It was a long wait of around 30 minutes. As we expected the doors of the plane to close when more ‘buses’ shrieked to a halt, one after another carrying hoards of passengers. Every passenger was overloaded with ‘cabin baggage’ – a huge suitcase and a pack of three bottles of whisky. The aircraft was looking more like a Bihar train. Unlike the aircraft staff, the passengers already sitting in the aeroplane were watching with awe as every possible space in the aircraft was stacked with liquor. There were women, men and children carrying the three-bottle pack of the ‘prized’ drinks.
Once the doors closed, the aircraft turbines started. Instead of moving forward it started moving backwards triggering a comment by businessman Rauf Ahmad Punjabi that the aeroplane seems inebriated.
After the plane gained the requisite height, the pilot switched on the lights. There was a total mechanical response. Half the passengers changed the SIM cards of their mobiles replacing Indian SIMs by Lankan ones. Three-fourth passengers took out tiffins they had brought from home and started dinner. It was only later that we came to know that they all were small time “businessmen” who purchase the three-bottle pack from the duty free shop and flew to Colombo to sell it. “We get this pack for US $ 68 and we sell it for Rs 10,000 in Sri Lanka,” one young boy said. “We also take 20 kilograms of merchandise mostly silk saris that are in demand.”
A middle aged ‘trader’ from Chennai who could speak Hindi, Tamil and a bit of English said, he flies four times a week in this late night flight. “It will be the same flight that would fly me back tomorrow night,” he said. His estimation was that a trip with three-bottles of whisky and other merchandise makes a neat saving of Rs 4000 after deducting the ticket expenses for the 90-minutes flight. Tourism being one of the major drivers of Lankan economy needs lot of costly liquor that comes from India.
The same culture, aircraft staff would tell me later, exists on the flights to Kabul. The only difference was that the Sikhs and the Khans would take an empty suitcase as cabin baggage and fill it to the brim with chocolates.

Hindi-Paki Bayi Bayee
The island nation’s airport is manned by a huge workforce that includes a number of workers from both India and Pakistan. Not far away from the Rann of Kutch where they have eyeball-to-eyeball confrontation, here they work with each other as comrades, friends and colleagues. Sri Lanka which has tourism as one of the main sources of its GDP, visa on arrival is permitted to the residents of as many as 77 countries.
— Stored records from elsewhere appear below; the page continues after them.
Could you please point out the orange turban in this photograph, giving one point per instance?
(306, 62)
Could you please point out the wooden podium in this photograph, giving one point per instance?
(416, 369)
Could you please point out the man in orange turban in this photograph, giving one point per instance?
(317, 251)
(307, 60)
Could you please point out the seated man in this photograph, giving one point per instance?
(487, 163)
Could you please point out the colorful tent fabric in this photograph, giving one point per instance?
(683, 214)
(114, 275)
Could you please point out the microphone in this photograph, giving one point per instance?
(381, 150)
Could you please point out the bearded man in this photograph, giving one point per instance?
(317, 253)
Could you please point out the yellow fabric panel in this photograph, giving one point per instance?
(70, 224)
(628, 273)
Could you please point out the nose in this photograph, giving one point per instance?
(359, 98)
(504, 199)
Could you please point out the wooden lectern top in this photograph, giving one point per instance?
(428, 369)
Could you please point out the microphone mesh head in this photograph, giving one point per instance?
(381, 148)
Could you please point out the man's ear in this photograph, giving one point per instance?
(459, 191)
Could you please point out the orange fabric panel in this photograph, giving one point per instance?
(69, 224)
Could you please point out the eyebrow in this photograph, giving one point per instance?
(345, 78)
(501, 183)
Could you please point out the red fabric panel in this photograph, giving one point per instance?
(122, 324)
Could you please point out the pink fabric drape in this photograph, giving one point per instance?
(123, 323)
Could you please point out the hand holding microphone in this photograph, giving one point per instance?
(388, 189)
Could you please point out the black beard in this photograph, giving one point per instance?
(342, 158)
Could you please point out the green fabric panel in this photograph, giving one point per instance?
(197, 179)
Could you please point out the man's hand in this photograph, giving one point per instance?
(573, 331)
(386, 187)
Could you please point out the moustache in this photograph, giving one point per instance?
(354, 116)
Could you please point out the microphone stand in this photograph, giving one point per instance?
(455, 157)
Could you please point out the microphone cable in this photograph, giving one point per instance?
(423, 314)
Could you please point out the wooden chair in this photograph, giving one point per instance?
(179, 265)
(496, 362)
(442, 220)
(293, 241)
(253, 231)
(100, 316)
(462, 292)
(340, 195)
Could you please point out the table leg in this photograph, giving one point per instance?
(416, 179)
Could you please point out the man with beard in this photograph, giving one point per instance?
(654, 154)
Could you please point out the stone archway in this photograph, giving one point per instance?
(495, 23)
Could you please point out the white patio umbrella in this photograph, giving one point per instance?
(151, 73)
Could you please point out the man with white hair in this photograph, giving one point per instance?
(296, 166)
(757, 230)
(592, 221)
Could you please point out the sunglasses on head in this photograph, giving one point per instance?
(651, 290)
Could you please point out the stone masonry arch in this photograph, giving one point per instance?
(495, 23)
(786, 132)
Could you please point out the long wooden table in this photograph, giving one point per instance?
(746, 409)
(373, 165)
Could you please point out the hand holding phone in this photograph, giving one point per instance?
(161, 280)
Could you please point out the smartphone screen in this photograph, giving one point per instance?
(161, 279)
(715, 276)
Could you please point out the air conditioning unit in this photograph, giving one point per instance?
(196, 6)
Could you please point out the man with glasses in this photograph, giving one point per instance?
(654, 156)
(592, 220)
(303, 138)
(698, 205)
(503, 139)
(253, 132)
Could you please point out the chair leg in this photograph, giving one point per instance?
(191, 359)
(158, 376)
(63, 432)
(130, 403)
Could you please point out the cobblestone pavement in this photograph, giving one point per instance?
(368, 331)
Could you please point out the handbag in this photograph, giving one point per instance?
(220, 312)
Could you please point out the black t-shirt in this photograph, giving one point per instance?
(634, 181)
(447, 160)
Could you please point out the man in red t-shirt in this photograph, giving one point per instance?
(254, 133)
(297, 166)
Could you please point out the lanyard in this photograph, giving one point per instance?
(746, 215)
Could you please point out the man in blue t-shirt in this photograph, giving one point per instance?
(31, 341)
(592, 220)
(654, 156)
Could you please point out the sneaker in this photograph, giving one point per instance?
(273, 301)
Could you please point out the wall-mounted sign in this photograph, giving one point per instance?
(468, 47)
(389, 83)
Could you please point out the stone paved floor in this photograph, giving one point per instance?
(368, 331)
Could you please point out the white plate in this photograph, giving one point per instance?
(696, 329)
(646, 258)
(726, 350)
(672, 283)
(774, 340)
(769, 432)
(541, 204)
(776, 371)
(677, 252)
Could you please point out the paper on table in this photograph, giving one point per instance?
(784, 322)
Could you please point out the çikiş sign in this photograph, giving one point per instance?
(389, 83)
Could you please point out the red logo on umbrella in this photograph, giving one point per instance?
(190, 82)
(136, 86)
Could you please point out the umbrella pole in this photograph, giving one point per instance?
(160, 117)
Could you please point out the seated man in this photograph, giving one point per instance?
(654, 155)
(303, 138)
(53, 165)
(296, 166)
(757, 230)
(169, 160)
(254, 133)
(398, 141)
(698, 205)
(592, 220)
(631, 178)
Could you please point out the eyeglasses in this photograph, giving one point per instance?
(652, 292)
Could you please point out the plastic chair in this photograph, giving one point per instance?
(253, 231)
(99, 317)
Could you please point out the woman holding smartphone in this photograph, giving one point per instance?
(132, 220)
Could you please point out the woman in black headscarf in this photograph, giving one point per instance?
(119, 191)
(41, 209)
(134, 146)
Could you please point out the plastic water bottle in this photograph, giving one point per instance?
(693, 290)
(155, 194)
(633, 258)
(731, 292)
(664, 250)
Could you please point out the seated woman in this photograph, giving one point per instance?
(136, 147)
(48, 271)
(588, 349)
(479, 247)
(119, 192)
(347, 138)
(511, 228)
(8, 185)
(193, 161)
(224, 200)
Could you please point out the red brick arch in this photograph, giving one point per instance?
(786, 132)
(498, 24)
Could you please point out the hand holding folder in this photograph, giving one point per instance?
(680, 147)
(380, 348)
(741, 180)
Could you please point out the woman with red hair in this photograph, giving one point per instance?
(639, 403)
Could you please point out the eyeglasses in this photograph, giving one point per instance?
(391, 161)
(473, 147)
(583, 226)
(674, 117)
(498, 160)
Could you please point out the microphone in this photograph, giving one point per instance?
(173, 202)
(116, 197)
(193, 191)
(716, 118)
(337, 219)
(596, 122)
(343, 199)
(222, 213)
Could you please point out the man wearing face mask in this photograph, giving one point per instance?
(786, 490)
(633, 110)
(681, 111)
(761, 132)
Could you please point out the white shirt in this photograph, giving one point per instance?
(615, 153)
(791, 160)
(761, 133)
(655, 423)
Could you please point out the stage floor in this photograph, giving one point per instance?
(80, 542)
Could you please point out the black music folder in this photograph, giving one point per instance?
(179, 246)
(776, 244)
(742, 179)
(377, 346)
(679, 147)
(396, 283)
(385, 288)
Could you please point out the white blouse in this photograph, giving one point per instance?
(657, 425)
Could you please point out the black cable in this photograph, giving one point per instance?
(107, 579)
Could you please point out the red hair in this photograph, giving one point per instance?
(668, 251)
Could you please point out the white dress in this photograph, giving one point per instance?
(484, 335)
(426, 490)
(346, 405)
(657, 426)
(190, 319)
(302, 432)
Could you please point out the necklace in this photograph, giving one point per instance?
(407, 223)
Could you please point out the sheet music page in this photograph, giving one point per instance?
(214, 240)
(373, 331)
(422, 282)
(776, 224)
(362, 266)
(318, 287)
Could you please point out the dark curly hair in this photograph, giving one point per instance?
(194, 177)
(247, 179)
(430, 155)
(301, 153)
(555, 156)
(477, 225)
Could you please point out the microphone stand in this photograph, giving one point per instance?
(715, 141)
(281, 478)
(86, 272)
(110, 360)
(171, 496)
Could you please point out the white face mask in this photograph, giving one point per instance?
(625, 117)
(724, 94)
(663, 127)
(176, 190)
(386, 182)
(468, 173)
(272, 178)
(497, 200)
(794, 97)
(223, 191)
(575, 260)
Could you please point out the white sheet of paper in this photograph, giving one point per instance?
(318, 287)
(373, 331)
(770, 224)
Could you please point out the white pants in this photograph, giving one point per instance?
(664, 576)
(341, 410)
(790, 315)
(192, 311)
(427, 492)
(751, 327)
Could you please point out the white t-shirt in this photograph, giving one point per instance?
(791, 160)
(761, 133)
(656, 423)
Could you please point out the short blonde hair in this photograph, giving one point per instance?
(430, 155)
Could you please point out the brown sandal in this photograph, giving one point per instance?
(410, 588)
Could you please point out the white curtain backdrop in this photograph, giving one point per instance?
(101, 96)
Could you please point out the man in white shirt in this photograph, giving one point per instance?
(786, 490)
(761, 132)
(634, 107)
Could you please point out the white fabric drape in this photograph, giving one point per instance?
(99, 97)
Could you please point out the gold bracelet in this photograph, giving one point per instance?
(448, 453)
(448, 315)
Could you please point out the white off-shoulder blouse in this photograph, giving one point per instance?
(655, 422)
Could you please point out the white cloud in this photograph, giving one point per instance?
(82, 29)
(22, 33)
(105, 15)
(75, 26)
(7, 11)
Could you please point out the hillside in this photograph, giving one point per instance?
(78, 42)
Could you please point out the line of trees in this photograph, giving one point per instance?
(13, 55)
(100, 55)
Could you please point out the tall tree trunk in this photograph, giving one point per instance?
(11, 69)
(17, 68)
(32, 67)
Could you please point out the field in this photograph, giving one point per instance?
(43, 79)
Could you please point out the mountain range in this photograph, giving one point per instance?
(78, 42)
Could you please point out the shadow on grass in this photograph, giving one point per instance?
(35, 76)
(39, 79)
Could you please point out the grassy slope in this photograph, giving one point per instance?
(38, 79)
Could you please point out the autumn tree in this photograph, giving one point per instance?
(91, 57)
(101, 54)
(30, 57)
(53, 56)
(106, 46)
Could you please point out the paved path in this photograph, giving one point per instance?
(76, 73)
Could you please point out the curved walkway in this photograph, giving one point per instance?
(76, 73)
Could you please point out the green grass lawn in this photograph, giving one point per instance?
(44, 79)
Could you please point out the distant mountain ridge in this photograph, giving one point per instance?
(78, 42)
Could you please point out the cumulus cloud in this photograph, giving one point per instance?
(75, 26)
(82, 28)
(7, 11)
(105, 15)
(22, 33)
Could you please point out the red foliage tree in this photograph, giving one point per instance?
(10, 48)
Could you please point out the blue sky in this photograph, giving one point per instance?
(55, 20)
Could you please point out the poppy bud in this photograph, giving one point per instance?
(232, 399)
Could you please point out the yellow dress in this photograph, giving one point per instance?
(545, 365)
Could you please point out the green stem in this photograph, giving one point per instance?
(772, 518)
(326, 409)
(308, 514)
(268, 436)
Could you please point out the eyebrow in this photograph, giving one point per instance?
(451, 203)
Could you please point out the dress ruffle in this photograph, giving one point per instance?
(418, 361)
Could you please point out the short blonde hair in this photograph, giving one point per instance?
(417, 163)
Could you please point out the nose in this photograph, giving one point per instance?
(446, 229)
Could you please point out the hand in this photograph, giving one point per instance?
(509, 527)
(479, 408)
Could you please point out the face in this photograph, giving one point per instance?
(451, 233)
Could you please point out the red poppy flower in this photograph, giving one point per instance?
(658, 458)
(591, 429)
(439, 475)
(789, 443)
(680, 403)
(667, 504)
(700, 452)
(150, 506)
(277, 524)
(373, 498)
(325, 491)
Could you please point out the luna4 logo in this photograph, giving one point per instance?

The easy visa regime coupled with fascinating beaches and cheap services makes it one of the best locations for travellers. It gets around half a million foreign tourists every year and it expects a boom as the guns have fallen silent. January and February 2010 have witnessed a jump by 32 and 67 percent over the arrivals in 2009.

Concertina Enclosures
Till recently the home to one of the worst civil strife, Sri Lanka will take a long time to come out of its impact. In Colombo, otherwise humming with activity round the clock, the concertina wires are still intact but are suitably protecting the security enclosures only. Still most of the roads leading to the capital city are manned by a number of police posts but the system is civilized and humane. A cop would raise the ‘stop’ sign and the bus would come to grinding halt, another cop with the gun will see the identity of the driver and let him go. There are lines of civilians passing through the marked lines and in certain cases being frisked as well (perhaps because of the elections that are round the corner). But a system of barricades and searches as it exists in Srinagar, cannot be seen anywhere in the capital of the strife torn nation. Even newspapers carry some stuff that looks similar to Kashmir. A feature in Sri Lanka’s Sunday Observer newspaper last week talked about how erstwhile LTTE young militants have set up a cricket team and want to get laurels for their country.

Tigers Gone
My Tamil driver said the LTTE is over. Though the gun battles were always far away from Colombo but they have stopped. He ruled out the possibility of its grand revival but asserted the Tamils seem to be where they were for many decades. He said in the nine province and 25 district Sri Lanka with over two crore population, the power is with the majority Buddhist Sinhalese forming 69 percent of the population. Muslims (called Moors) and Christians make eight percent each and the rest 15 percent are Tamils. Muslims, he said control business and the Tamils – mostly Hindus, are neither in power nor in business. “We do small jobs but some of us make great doctors and engineers,” he said. Domination is clear. The Sunday Times reported that 38-year old Sarah Melanie Perera, a Sri Lankan Buddhist lady who converted to Islam in 1999 and married a Bahrain Arab would be kept for 30 days behind bars. She has written two books in Sinhala about her conversion which the Lankan police see as “offensive”.

Tailpiece
“It is the third best airport in the world,” a Jammu gem was heard saying in Delhi’s Indira Gandhi International Airport before leaving for Colombo. After his flight landed late after midnight at the Bandaranaike International Airport, his 7-kms drive to his Negombo hotel through lanes made him say that “Jammu has better infrastructure than Colombo”. His 30-km drive to the cosmopolitan Colombo the next day after a good sleep finally forced him to admit: “No, Sri Lanka is a country”.